Palermo was as Palermo has been. Chaotic traffic, crumbly buildings, street corner vendors selling fruits and vegetables, gorgeous theatres and churches, ancient trees, ancient city, classy, decadent, schizophrenic. We had a frustrating time trying to find the Modern Art museum, which was not where the guidebook said it was, on the top floor of the Teatro Politeama. We were told it was in the Galleria Regionale della Sicilia but when we arrived there, were told it was not! It turned out to be NEAR the Teatro Politeama, but by the time we figured that out, it was closed. So we were not able to see the modern art of the Sicilian painters and for this I am sorry. I really wanted to see especially the Renato Guttuso paintings and should have done so before now. Oh well. Another reason to return to Sicily. As if we need one! We had also wanted to see the Antonello da Messina’s 15th century painting "The Annunciation" only to find that it was out on loan to an exhibit in Rome! Another Oh well. We did enjoy seeing Francesco Laurana's sculpture of Elenora of Aragon; the powerful “The Triumph of Death,” a fine medieval fresco by an unknown artist from the mid-15th century; and the beautiful Catalan Gothic Palazzo Abatellis itself, which dates from this same period. I was glad to take another last look at the city anyway, eat a piece of cassata cake (my birthday cake!), and walk through the Orto Botanico and past the ships in the harbor.

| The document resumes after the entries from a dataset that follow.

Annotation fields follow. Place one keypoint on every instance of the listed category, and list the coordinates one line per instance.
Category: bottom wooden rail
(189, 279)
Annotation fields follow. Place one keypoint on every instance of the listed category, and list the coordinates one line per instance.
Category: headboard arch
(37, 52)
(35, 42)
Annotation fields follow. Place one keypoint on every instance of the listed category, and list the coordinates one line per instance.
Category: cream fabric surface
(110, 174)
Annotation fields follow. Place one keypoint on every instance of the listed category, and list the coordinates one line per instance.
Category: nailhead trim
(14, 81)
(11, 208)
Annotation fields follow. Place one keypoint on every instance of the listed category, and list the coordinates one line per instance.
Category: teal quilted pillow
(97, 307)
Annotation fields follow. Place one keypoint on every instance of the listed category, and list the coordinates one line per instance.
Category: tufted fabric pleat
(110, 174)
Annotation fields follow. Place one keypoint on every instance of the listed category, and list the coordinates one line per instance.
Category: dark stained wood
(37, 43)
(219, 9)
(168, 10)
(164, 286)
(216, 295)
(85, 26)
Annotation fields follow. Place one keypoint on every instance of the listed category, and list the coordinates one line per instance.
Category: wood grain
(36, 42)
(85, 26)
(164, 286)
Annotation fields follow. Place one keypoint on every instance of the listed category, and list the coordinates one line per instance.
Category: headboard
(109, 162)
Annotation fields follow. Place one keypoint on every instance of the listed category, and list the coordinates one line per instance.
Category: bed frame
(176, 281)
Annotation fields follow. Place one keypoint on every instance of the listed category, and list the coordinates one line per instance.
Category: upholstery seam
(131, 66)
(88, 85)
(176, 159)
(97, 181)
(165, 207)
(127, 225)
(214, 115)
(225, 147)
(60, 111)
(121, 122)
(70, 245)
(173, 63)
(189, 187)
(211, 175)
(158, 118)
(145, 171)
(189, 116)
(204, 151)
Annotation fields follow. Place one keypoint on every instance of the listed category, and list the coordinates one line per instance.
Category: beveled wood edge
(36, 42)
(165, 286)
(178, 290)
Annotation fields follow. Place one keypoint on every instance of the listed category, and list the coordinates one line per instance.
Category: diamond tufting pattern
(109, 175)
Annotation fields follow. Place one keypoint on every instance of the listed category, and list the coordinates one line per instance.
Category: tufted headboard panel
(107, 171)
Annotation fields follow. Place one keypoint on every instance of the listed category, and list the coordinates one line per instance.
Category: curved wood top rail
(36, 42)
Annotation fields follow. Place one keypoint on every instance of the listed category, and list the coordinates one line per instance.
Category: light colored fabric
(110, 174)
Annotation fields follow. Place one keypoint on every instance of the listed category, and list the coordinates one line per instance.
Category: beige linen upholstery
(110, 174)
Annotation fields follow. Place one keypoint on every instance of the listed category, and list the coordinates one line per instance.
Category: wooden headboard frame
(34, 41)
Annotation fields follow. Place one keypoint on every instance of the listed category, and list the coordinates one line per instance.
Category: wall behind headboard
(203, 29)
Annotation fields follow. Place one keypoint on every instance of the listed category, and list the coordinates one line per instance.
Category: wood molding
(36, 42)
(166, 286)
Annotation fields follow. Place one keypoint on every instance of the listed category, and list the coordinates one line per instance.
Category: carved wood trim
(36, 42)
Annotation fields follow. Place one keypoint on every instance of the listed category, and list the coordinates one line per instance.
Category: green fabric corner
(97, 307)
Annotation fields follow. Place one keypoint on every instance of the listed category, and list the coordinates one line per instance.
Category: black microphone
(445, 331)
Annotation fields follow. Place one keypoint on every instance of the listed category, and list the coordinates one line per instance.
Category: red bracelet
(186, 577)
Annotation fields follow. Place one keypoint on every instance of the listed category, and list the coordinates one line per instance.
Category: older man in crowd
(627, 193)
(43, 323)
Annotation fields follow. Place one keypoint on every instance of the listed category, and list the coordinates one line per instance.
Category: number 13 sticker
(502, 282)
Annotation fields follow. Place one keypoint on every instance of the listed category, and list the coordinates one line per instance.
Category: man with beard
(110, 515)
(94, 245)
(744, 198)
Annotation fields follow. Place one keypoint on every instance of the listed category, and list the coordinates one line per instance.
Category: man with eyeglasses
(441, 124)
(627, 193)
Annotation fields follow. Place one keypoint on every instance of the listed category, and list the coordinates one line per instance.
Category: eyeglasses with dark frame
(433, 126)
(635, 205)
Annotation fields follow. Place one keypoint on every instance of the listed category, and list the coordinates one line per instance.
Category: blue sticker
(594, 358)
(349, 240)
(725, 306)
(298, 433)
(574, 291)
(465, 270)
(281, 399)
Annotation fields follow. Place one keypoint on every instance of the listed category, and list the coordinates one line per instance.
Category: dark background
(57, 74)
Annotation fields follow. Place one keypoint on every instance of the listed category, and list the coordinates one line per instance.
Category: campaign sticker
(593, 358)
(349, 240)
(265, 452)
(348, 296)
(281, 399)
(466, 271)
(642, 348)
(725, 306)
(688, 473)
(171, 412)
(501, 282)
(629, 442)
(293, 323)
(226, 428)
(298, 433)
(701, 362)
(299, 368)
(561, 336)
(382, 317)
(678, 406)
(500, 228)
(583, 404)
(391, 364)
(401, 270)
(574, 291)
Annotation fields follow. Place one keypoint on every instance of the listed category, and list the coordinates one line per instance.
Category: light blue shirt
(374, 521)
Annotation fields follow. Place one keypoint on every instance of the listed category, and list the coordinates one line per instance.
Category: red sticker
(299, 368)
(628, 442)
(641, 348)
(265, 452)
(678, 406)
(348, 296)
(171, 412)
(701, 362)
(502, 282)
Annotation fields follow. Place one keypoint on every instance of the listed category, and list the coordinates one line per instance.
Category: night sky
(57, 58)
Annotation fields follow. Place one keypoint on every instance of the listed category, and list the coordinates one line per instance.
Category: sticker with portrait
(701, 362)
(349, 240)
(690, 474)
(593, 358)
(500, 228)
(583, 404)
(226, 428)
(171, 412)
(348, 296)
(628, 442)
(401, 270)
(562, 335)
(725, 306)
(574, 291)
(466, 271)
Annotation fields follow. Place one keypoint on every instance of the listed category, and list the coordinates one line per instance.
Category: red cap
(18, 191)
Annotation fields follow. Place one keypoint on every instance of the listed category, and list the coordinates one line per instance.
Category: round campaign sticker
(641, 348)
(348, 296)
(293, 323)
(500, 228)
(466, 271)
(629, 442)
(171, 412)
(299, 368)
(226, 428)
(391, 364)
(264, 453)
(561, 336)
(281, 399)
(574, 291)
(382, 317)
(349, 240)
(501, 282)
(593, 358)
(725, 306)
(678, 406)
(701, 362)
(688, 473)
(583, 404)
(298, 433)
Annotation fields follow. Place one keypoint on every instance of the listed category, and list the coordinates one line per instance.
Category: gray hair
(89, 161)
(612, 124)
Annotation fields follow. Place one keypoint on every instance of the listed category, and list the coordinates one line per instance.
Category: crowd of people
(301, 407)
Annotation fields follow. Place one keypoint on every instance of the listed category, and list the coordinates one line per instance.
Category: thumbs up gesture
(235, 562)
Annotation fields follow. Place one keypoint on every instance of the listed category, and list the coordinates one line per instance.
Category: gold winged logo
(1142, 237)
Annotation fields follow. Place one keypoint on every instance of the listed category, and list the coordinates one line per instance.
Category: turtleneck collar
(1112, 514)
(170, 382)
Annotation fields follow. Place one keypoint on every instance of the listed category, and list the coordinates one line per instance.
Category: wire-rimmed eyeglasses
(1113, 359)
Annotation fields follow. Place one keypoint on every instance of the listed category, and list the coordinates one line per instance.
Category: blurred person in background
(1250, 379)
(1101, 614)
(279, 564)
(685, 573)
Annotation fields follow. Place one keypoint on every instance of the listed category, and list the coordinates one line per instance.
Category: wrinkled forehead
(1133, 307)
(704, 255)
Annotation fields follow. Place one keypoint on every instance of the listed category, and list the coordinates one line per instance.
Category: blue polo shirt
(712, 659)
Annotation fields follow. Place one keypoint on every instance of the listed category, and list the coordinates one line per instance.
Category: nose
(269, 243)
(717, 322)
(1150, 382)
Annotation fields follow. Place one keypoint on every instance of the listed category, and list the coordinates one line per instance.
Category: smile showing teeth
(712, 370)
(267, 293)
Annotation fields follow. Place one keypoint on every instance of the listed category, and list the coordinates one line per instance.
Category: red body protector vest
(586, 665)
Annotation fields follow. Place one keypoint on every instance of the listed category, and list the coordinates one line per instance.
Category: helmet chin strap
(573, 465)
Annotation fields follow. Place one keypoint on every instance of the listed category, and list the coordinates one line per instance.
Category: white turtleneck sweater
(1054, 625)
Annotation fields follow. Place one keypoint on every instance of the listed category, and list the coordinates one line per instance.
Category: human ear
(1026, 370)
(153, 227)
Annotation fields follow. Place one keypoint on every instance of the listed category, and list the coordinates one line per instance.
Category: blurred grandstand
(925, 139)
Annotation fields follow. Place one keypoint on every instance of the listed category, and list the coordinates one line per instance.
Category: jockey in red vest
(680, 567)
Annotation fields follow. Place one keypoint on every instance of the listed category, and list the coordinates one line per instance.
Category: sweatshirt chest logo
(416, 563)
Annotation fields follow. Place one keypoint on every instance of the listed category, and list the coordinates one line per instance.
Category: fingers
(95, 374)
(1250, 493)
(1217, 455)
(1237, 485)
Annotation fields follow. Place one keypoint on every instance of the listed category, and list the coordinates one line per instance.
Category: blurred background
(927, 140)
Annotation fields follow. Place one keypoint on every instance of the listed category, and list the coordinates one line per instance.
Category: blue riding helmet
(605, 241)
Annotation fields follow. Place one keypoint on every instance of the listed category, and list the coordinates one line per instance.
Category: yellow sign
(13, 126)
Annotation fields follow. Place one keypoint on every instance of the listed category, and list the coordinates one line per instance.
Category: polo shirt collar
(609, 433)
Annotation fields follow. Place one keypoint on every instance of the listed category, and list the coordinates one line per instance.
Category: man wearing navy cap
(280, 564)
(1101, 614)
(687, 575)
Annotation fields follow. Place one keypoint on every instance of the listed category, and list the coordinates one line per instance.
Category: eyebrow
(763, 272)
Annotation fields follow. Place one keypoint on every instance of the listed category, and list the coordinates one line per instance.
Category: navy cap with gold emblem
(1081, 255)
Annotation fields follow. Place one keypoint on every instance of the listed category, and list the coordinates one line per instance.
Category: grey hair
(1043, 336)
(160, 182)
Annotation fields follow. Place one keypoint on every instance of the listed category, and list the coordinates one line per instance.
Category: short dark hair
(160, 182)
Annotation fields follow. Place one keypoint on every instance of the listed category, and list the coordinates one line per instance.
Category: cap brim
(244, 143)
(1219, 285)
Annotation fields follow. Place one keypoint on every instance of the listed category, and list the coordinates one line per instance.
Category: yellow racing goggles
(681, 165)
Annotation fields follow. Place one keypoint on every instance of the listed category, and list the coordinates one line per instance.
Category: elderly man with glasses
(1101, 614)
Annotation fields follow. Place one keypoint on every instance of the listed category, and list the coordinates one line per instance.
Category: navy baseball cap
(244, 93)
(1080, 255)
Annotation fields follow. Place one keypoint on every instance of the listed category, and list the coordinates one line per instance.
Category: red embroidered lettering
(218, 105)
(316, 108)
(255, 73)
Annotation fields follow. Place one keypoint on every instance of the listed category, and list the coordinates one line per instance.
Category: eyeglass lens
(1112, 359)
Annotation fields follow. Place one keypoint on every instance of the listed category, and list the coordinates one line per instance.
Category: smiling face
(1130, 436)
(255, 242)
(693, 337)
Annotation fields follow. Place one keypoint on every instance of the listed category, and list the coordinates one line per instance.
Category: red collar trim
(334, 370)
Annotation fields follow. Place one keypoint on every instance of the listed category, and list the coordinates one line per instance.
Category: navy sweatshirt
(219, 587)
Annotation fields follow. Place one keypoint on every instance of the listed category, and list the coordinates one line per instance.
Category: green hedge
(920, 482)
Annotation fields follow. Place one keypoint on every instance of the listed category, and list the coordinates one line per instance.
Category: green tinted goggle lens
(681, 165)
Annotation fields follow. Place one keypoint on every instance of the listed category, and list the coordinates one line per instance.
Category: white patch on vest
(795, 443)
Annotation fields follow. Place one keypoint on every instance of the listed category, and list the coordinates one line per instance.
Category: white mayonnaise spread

We did enjoy an outdoor exhibit entitled “Earth from Above” with gorgeous aerial photographs taken from a helicopter, by the French press photographer Yann Arthus-Bertrand. The 120 photographs are large, measuring about 6 ft by 4 ft accompanied by text on sustainable development. Stuff that really makes you think about what we are doing to our planet and how important it is to protect our precious earth. You can read more about this at these websites: http://www.yannarthusbertrand.com/index_new.htm
http://www.comune.palermo.it/Eventi/piazza_politeama/la_terra_vista_dal_cielo/mostra_en.htm

The exhibition took up the entire area in front of Palermo’s Teatro Politeama and was extremely powerful. We understand that from Palermo it goes next to Rome and has been exhibited all over the world. Hopefully it can help make a difference.

It was late in the day when we got on the road and we did not arrive home in Marina di Ragusa until around 10pm. Our days are definitely numbered here now and we will spend them packing our things and trying to spend as much time on the beach as possible. I know we will also want to take one more walk through Ragusa Ibla and maybe even drive to Modica for a cannoli, one more for old time’s sake, to savor on the tongue and melt into the memory, sweet ricotta cheese and tiny chocolate pieces, crushed pistachios at either end, crispy outside, creamy within...How will I ever leave this place??